Рассуждения о монархии как «равнодействующей» силе — не более чем попытка перевести откровение на язык профанов. По протоколам допросов заметно, как Унгерн, на все вопросы отвечавший с неизменным спокойствием, начинает волноваться, едва дело касается этой важнейшей для него темы. В протоколе прямая речь заменена косвенной, но даже в таком виде ощущается ее ритмичность, слышны фонетические переклички, выдающие возбуждение говорящего, а ключевое слово, как заклинание, повторяется трижды. «Он верит, — записывает протоколист, — что приходит время возвращения монархии. До сих пор все шло на убыль, а теперь должно идти на прибыль, и повсюду будет монархия, монархия, монархия».
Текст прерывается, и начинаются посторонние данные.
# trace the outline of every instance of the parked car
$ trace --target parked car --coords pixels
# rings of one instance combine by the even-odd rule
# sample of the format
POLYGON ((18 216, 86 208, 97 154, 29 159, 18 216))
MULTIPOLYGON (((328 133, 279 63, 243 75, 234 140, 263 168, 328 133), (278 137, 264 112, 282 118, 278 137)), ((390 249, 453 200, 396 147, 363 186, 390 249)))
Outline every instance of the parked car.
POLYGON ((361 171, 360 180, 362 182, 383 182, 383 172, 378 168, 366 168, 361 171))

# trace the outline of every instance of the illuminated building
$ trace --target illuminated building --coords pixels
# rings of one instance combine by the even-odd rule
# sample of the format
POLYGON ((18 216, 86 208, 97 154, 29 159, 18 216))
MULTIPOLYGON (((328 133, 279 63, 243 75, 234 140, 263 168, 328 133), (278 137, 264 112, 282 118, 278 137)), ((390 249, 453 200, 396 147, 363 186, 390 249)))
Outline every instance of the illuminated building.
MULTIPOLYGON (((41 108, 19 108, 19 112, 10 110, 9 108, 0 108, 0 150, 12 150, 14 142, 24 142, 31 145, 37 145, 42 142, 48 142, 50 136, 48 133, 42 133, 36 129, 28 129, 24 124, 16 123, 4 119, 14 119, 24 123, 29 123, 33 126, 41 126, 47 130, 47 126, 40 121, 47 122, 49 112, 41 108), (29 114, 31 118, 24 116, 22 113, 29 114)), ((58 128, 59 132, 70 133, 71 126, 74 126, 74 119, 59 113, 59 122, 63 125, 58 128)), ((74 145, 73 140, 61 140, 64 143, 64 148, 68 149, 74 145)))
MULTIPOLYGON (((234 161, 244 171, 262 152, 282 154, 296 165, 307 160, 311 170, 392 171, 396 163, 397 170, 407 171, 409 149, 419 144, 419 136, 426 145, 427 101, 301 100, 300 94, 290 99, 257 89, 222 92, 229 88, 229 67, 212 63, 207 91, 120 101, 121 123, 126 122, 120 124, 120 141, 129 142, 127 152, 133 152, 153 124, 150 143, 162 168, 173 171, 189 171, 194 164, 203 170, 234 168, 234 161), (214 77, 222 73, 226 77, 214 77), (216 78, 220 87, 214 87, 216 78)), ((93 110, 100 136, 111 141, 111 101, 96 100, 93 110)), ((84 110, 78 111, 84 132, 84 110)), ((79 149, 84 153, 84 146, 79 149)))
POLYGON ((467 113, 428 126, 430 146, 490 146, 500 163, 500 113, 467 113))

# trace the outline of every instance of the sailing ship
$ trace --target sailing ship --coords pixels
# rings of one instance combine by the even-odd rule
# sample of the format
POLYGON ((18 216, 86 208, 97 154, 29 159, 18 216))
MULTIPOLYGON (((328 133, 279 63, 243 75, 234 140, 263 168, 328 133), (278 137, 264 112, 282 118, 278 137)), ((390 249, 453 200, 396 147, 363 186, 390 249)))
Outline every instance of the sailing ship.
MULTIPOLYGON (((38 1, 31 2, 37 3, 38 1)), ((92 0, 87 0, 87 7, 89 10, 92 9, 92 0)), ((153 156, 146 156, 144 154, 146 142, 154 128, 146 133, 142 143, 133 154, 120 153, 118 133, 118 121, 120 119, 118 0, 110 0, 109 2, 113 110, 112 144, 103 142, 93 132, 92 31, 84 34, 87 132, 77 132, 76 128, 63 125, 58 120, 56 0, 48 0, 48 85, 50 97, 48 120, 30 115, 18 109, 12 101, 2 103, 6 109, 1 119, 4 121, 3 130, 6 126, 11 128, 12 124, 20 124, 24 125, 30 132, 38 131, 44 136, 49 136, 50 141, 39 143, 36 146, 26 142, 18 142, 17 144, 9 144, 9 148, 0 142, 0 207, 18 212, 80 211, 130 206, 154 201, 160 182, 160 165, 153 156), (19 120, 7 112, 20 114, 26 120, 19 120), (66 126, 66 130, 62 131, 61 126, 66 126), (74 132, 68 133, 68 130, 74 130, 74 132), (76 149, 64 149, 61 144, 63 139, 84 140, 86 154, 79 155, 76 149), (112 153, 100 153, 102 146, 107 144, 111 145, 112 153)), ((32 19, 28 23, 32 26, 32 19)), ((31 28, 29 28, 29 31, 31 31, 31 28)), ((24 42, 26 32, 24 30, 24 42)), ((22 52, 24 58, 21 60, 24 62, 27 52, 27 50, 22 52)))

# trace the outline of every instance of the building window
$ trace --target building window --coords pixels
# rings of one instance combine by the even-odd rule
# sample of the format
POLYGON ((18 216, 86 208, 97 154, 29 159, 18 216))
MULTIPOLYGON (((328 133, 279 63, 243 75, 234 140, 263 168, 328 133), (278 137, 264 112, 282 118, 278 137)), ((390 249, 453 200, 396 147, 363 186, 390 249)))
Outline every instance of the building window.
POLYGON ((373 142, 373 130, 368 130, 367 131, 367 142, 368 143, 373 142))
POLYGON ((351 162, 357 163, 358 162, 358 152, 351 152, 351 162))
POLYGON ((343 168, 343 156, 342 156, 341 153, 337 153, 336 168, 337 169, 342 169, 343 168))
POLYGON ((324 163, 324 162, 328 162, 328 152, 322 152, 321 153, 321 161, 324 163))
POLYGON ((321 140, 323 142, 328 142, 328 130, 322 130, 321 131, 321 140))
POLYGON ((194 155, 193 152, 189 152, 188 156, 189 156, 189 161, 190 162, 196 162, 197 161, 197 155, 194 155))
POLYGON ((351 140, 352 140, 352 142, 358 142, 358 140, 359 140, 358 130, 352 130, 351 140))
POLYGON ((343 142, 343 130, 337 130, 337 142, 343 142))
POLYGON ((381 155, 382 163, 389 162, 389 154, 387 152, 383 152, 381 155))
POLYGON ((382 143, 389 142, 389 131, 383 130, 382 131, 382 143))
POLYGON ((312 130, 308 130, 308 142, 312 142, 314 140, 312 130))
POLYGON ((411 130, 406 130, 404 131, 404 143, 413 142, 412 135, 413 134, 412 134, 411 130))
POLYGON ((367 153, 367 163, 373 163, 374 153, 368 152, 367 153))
Так говорить и чувствовать способен лишь человек, сознающий свою особую роль в предначертанном свыше историческом процессе. Если сам процесс закономерен, значит, не могло быть случайностью появление его, Унгерна, среди монголов, которых он ценил как стихийных монархистов и противопоставлял едва ли не всем остальным народам. Здесь, в Монголии, благодаря его усилиям, колесо истории сделало первый оборот вспять, по направлению к золотому веку человечества, и не имело никакого значения, что произошло это на краю света, за пределами цивилизованного мира, в городе, о существовании которого большинство европейцев попросту не подозревало.
На границе и в Гоби
Уже на следующий день после взятия Урги на стенах домов, на заборах в центре города и на Захадыре расклеили объявления с призывом добровольно поступать на службу в Азиатскую дивизию. Под ними стояла подпись Унгерна. «Было ясно, что пока просит честно, а потом погонит ташуром», — вспоминал Торновский, благоразумно откликнувшийся на этот призыв, хотя у него с 1918 года «сердце не лежало к семеновцам». Регистрация добровольцев проходила в здании «Монголора». Среди них оказался и служивший раньше у Дутова подполковник Владимир Рерих, младший брат Николая Рериха, тоже художник, автор пейзажа в известной картине брата «Человечьи праотцы». Позже он стал начальником тыла Азиатской дивизии и единственным тыловиком, к кому Унгерн относился с уважением.